- Implement the TPC-C New Order transaction and storage for all relations as a standalone C++ program.
- Implement the load procedures to populate the database with the data provided in the *.tbl files.
- Translate the New Order transaction to C++ using the mapping from SQL to C data types.
- integer: int32_t
- char, varchar: length plus character array (do not use pointers or std::string)
- timestamp: uint64_t (seconds since 01.01.1970)
- numeric(x, y): int64_t
(x is the total number of digits, y is number of digits after the decimal separator, for example numeric(10,2) x=12.3 is represented as 1230)
- Implement the New Order transaction as C++ function.
- Execute the New Order transaction 1 million times with random input.
- Print the number of tuples in the tables before and after executing the transactions.
How many New Order transactions per second can your implementation execute?
Useful files:
- CMake configuration (CMakeLists.txt)
- Type header (include/imlab/infra/types.h)
- Key hashing (include/imlab/infra/key.h)
- Database header (include/imlab/database.h)
- Database defs (src/database.cc)
- Database tests (test/database_test.cc)
- Executable (tools/imlabdb.cc)
Useful links:
- Use bison and flex to write a parser for SQL schema files.
- You can assume, that all attributes are declared NOT NULL.
- You must support primary keys.
- You can ignore secondary indexes (for now).
- Write a schema compiler, that generates C++ code from the schema representation.
- You must implement the CRUD operations for every relation. (Create, Read, Update, Delete).
- It must further be possible to lookup a tuple by its primary key (if any).
- Use the schema compiler to generate code for the schema and add it to your repository.
- Re-implement the New Order transaction as C++ function using your generated code.
The project skeleton for this task contains a grammar & scanner for a toy format called FOO, which looks as follows:
foo bar1 {
a integer,
b char{20}
};
foo bar2 {
c integer
};
You can use the executable schemac
to parse a FOO file with the following command:
./schemac --in ~/Desktop/example.foo --out_cc /tmp/example.cc --out_h /tmp/example.h
First learn how bison & flex work together and how they are used in the following files:
Then use the parsed schema to generate C++ code with a schema compiler:
- Implement the Delivery transaction.
- Execute 1 million transactions composed of a mix of New Order (90%) and Delivery (10%) transactions.
- Implement this analytical query using STL datastructures for the join implementation.
- Do not use any existing existing index structures.
- Follow this interface.
- The result of the query our dataset should be 1367872001.25.
- Execute OLTP and OLAP queries concurrently.
- Execute 1 million transactions of the NewOrder/Delivery mix.
- Run the analytical concurrently using the fork system call (in imlabdb.cc).
- Whenever an analytical query is finished, create a new snapshot using fork, such that exactly one snapshot and query is active at any given time.
- This example for using fork may be helpful.
- Implement your own lazy hash table using this interface.
- Measure the runtimes of the analytical query with the STL datastructure and your hash table.
- Implement query compilation of relational algebra trees to C++ code.

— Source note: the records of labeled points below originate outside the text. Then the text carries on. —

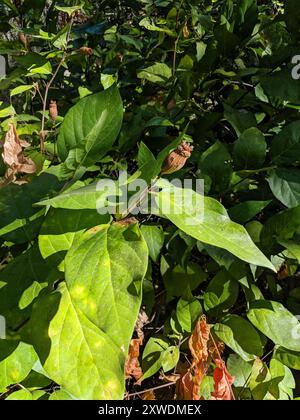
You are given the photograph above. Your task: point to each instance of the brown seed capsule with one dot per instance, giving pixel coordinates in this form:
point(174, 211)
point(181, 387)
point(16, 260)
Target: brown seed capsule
point(185, 31)
point(53, 110)
point(23, 39)
point(86, 51)
point(177, 159)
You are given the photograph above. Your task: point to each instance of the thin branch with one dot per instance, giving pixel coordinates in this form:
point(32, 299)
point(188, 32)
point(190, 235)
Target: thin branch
point(150, 389)
point(48, 85)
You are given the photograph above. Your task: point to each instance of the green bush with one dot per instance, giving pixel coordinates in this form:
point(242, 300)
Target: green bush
point(98, 305)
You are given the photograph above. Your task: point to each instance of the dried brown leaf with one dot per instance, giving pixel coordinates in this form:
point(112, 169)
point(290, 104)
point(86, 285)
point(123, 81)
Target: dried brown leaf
point(13, 155)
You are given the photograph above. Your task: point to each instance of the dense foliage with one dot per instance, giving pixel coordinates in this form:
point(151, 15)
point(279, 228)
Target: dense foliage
point(201, 303)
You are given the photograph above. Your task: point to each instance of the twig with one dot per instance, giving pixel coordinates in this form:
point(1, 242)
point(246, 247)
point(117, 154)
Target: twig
point(150, 389)
point(48, 85)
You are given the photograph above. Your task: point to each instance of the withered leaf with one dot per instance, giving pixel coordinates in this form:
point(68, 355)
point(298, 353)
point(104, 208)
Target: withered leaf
point(222, 382)
point(132, 365)
point(13, 155)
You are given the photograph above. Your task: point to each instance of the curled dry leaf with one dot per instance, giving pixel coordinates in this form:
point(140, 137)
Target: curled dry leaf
point(189, 384)
point(222, 382)
point(13, 155)
point(132, 365)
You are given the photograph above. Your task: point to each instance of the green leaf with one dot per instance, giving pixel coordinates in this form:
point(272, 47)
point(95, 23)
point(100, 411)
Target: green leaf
point(16, 361)
point(240, 369)
point(146, 23)
point(285, 185)
point(89, 197)
point(74, 352)
point(170, 358)
point(21, 282)
point(238, 334)
point(281, 85)
point(188, 311)
point(61, 394)
point(61, 227)
point(210, 224)
point(275, 322)
point(154, 237)
point(285, 147)
point(288, 357)
point(243, 212)
point(214, 163)
point(221, 293)
point(180, 280)
point(250, 149)
point(105, 270)
point(281, 226)
point(20, 89)
point(157, 73)
point(17, 211)
point(260, 381)
point(25, 394)
point(240, 119)
point(69, 10)
point(91, 126)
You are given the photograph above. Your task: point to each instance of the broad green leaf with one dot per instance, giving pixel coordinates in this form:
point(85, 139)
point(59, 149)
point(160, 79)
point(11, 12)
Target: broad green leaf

Use the produce/consume (push) model.
- You need to support the following operators: table scan, selection, print and inner join.
- Test your code to make sure, that the IUs are correctly propagated through the operators.

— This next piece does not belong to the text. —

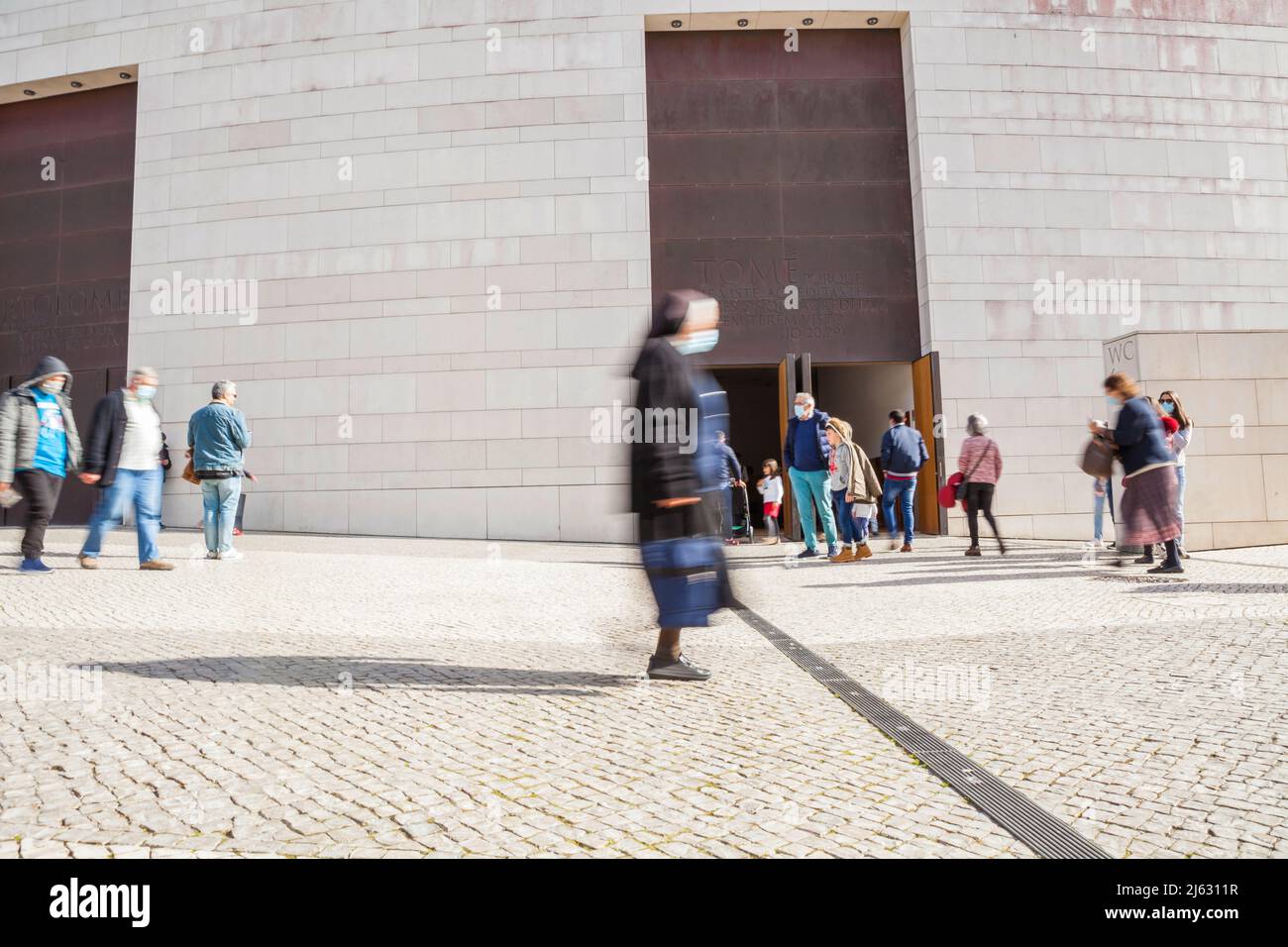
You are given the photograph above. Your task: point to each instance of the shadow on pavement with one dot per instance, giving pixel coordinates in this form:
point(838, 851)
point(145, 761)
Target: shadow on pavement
point(340, 674)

- Manually build an algebra tree for this SQL query.
- Write a query compiler that generates C++ code for the static algebra tree.

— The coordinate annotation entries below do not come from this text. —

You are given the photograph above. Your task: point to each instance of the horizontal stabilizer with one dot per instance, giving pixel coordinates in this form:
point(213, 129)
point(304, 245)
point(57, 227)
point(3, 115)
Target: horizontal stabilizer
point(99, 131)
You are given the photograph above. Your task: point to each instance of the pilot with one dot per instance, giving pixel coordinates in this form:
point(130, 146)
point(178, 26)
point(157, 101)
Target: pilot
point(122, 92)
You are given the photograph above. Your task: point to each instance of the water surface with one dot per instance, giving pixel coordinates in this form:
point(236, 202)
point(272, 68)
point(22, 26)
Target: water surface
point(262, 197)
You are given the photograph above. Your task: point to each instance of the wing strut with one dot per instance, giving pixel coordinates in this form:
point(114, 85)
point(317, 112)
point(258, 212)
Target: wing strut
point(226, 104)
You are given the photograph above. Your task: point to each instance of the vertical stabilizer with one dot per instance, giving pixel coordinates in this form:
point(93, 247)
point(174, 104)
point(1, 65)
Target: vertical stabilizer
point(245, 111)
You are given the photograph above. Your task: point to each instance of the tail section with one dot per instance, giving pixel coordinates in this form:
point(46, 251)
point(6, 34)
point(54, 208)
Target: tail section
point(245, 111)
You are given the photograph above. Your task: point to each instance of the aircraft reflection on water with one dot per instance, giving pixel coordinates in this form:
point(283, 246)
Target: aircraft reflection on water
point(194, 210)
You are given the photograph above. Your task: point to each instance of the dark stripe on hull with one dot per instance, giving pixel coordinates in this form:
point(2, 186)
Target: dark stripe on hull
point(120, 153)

- Add the generated C++ code to your repository and execute it in imlabdb.cc using the print operator.
-
Implement a simple parser for the following subset of SQL:
- The select clause contains one or more attribute names.
- The from clause contains one or more relation names.
- The where clause is optional and can contain one or more selections (connected by "and").
- You only need to support selections of the form "attribute = attribute" and "attribute = constant".
- You can assume that each relation is referenced only once, and that all attribute names are unique.
-
Implement a semantic analysis, which takes the parsed SQL statement and the schema as input and computes an algebra tree that can be used as input to your code generator.
- Report errors when non-existing attributes or tables are referenced.
- You should report an error if a table has no join condition (i.e., a cross product would be necessary).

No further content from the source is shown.